A few months ago — in late April or early May — I decided that I had better make a practice of reading the fiction in The New Yorker. I knew that I was getting old, and I didn’t want to get out of touch. I’d been reading The New Yorker for over forty-five years, but I’d stopped reading the stories — reading them as a matter of course, that is, simply because they were published in The New Yorker — decades ago. As you get older, that’s what happens. Every now and then, you take up something new, but for the most part you let go of things that used to be very important. When you give them up, you sigh a sigh of relief: you’re free. Your sense of well-being is no longer dependent on whether or not you have, say, read this week’s New Yorker story.
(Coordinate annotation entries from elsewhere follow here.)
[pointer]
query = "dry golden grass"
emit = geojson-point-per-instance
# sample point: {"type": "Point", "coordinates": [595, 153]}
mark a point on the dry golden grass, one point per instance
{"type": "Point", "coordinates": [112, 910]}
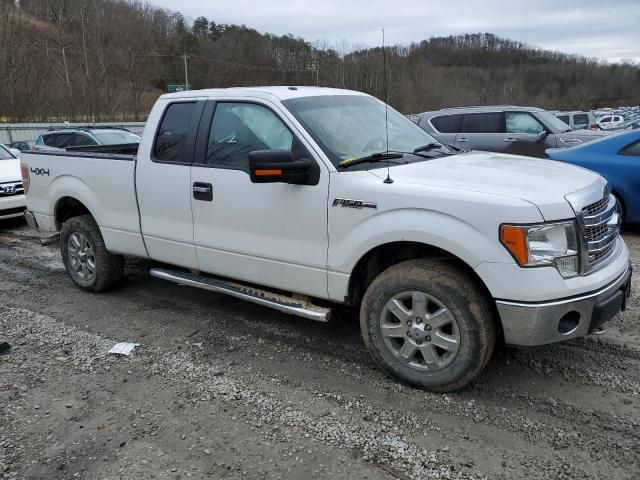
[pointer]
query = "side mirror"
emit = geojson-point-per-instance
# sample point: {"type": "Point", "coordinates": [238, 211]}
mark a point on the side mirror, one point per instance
{"type": "Point", "coordinates": [278, 166]}
{"type": "Point", "coordinates": [541, 136]}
And it’s fine for a little while; but then you begin to wonder: what are those kids up to? Can you still even read the stories in The New Yorker? I found myself asking this every time a story by T Coraghessan Boyle appeared. I really cannot stand Mr Boyle’s work. It’s not that I think that he’s no good — not at all. I can tell that he’s very good. But I can’t stand his stories. (The real mystery man for me is Philip Roth. I can’t stand him, either — but I can’t begin to understand why he’s as highly regarded as he is. To me, the fiction of Philip Roth is nothing but a mound of slipshod vernacular.) Worried about the T Coraghessan Boyles out there, I thought that I had better start policing the perimeter, as one old dodger puts it in an old Miss Marple episode.

The only way to force myself to read the stories in The New Yorker — each and every one of them, whether or not I was in the mood to do so — was, I knew, to commit to writing them up as a weekly thing at Portico. And that’s what I did. Or it’s what I thought I did.

As I was publishing my write-up of this week’s New Yorker story today (Ludmilla Petrushevskaya’s “The Fountain House“), I looked back at the other stories that I’ve written about. This is where the challenge of making the interesting thing that happened to me interesting to you gets tricky.

You probably couldn’t care less about the difference between a Web site and a blog, but, as you know, I operate one of each, and the work that I hope will last appears at the Web site, not here. One difference between a Web site and a blog is that Web sites require handwritten navigation. If you post a new page at a Web site, you have to update the associated menu page, or else nobody will be able to find what you’ve just written. (Blogs automate this business.)  So, after I wrote up Ms Petrushevskaya’s story, I added the title (as a link) to the list of New Yorker stories that I’ve written up. (The page has no permalink, but you can see it here.) Then I wondered why the oldest entry on the list dated to the issue of 8 June. Hadn’t I started writing up the stories in May? Or earlier?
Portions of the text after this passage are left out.